Methods: Time and space sampling procedures were used to recruit participants in public venues. Bilingual staff interviewed eligible respondents in these settings.
Findings: Despite high rates of sexual risk, only 21% of respondents had been tested for HIV. The majority of those tested were females tested during prenatal care. In multivariable logistic regression analyses, being female (odds ratio [OR] = 3.73), having at least 12 years of education (OR = 4.46), earning more than $201 per week (OR = 2.76), and ever having used marijuana (OR = 3.31) were positively associated with having been tested for HIV, while not being documented (OR = 0.24) and having rated one's health as "very good" or "good" (OR = 0.42) were negatively associated with testing.
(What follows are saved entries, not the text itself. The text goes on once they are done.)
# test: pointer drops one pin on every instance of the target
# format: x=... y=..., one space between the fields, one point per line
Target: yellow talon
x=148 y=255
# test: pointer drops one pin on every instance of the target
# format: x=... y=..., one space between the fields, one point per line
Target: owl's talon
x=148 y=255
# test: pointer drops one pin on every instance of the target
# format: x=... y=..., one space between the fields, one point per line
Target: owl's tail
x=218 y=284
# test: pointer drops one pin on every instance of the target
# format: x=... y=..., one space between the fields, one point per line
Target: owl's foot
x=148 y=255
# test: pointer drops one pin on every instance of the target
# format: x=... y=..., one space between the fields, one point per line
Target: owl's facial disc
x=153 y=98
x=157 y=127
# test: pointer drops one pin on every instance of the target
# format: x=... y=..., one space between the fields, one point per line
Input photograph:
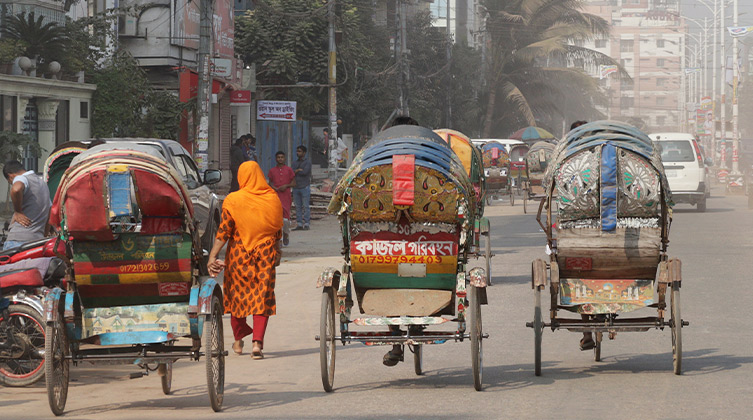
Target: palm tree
x=45 y=41
x=532 y=42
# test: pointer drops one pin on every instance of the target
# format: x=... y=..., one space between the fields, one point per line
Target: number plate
x=411 y=270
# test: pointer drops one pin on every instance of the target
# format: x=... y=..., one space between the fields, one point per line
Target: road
x=633 y=380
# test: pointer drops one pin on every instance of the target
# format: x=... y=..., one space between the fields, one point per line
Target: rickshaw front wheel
x=57 y=366
x=327 y=338
x=676 y=329
x=477 y=348
x=214 y=348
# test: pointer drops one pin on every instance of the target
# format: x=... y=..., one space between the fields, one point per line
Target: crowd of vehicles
x=135 y=218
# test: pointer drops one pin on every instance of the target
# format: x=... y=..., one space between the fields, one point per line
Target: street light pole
x=332 y=80
x=735 y=110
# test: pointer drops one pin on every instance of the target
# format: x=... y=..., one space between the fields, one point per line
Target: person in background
x=250 y=147
x=31 y=205
x=237 y=157
x=282 y=179
x=302 y=189
x=251 y=225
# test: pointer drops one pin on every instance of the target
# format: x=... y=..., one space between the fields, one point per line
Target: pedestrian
x=237 y=157
x=251 y=225
x=302 y=189
x=31 y=205
x=250 y=147
x=282 y=179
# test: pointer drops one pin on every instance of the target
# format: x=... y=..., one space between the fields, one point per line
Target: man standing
x=282 y=179
x=237 y=156
x=302 y=189
x=31 y=205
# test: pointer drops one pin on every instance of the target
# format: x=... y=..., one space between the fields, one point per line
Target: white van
x=684 y=166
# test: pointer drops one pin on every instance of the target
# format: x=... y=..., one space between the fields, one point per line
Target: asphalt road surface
x=633 y=380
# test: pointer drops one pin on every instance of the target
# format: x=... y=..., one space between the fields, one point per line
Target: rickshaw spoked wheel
x=167 y=378
x=597 y=348
x=538 y=330
x=57 y=366
x=676 y=329
x=476 y=332
x=214 y=348
x=327 y=338
x=418 y=359
x=488 y=256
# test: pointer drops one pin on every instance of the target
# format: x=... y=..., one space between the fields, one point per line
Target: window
x=626 y=45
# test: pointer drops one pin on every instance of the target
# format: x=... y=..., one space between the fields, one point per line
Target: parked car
x=207 y=205
x=685 y=167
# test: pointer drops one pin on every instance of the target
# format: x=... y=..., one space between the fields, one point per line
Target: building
x=648 y=40
x=51 y=108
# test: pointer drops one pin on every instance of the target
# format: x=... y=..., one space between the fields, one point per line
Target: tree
x=43 y=41
x=532 y=44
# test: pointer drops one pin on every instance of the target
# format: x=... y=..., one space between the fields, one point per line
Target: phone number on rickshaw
x=144 y=268
x=396 y=259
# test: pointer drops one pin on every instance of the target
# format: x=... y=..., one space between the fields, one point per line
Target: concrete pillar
x=47 y=109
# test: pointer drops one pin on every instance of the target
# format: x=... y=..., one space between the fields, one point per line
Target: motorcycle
x=27 y=273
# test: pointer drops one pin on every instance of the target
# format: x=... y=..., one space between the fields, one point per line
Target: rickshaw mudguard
x=52 y=305
x=327 y=276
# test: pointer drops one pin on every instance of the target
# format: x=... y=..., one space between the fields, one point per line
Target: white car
x=684 y=166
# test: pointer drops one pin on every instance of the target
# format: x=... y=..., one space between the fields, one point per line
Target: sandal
x=238 y=347
x=256 y=353
x=392 y=359
x=587 y=344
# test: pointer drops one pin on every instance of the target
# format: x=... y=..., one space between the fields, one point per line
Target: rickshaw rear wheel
x=57 y=366
x=327 y=338
x=418 y=359
x=167 y=378
x=488 y=257
x=676 y=329
x=538 y=330
x=477 y=348
x=597 y=348
x=214 y=347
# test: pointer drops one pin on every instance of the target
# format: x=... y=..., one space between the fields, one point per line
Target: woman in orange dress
x=252 y=224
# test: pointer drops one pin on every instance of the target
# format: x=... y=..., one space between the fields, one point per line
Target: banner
x=606 y=70
x=738 y=31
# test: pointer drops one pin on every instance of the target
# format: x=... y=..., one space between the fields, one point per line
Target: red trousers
x=241 y=328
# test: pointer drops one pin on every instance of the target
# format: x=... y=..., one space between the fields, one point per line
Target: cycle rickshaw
x=497 y=171
x=407 y=210
x=537 y=159
x=609 y=248
x=133 y=290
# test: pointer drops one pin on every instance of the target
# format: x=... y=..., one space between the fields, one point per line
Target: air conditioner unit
x=127 y=25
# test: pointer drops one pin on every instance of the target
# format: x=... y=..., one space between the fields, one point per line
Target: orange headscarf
x=255 y=207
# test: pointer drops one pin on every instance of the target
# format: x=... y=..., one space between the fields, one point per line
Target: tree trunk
x=491 y=102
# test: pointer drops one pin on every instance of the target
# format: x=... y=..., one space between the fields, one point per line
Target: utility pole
x=332 y=80
x=205 y=84
x=402 y=45
x=448 y=80
x=735 y=110
x=723 y=85
x=713 y=85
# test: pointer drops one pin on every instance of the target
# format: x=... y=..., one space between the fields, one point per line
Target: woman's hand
x=215 y=266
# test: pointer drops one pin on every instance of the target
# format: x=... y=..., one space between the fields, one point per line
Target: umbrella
x=531 y=133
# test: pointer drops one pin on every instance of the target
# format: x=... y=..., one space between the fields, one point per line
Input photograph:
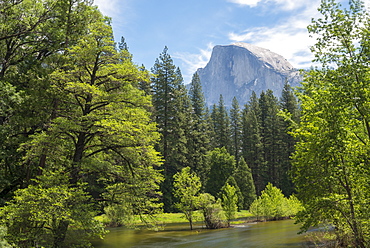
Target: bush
x=272 y=205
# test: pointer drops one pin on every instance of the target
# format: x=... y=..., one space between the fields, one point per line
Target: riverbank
x=169 y=218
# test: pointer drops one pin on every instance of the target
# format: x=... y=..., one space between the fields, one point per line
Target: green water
x=265 y=234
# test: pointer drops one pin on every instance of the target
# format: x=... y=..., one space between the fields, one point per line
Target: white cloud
x=194 y=61
x=108 y=7
x=288 y=38
x=250 y=3
x=283 y=4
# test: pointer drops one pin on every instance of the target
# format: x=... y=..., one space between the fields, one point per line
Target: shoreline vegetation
x=316 y=237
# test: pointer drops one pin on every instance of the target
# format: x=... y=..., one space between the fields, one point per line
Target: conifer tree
x=271 y=136
x=199 y=141
x=221 y=125
x=171 y=105
x=289 y=106
x=235 y=129
x=244 y=180
x=232 y=182
x=252 y=148
x=222 y=166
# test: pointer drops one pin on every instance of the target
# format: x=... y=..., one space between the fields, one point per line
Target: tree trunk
x=60 y=233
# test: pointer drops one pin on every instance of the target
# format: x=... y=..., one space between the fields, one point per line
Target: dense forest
x=84 y=131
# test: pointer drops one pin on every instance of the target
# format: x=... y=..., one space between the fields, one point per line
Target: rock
x=241 y=68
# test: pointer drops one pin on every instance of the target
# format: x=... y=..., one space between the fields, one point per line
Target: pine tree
x=221 y=125
x=235 y=129
x=288 y=103
x=244 y=179
x=252 y=148
x=171 y=105
x=199 y=141
x=222 y=166
x=271 y=136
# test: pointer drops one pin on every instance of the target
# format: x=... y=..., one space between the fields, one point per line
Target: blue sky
x=191 y=28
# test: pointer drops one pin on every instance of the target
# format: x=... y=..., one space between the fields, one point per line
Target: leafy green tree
x=34 y=40
x=211 y=210
x=331 y=168
x=271 y=204
x=222 y=166
x=40 y=214
x=229 y=202
x=133 y=196
x=289 y=106
x=244 y=180
x=99 y=129
x=172 y=108
x=187 y=186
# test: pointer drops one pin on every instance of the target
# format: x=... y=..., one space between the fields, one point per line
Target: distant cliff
x=240 y=68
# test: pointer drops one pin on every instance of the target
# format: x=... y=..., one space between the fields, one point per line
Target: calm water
x=265 y=234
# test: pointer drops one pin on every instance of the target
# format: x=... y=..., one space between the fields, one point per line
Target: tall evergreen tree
x=99 y=130
x=222 y=166
x=199 y=141
x=271 y=137
x=289 y=105
x=221 y=125
x=244 y=180
x=235 y=129
x=252 y=148
x=171 y=104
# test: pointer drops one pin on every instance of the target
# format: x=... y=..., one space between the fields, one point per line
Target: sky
x=191 y=28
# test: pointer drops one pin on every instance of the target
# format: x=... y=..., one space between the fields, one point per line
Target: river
x=272 y=234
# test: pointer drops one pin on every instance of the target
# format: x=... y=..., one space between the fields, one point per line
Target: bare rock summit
x=241 y=68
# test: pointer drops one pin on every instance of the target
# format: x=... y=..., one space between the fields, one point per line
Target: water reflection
x=266 y=234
The multivariable predictors of intention to accept a free HIV test were having visited a health care provider and/or an emergency room in the past 12 months (OR = 1.97), having been tested for HIV (OR = 2.36), preferring an HIV test that used a finger stick for specimen collection with results given in 30 minutes (OR = 4.47), and worrying "some" or "a lot" about getting HIV (OR = 3.64). Women (OR = 0.52) were less likely than men to intend to accept a free HIV test.
Conclusions: Our findings highlight the importance of routinely offering HIV testing to sexually active individuals in high HIV prevalence areas. They also suggest the need to make testing more accessible to migrant and seasonal farmworkers.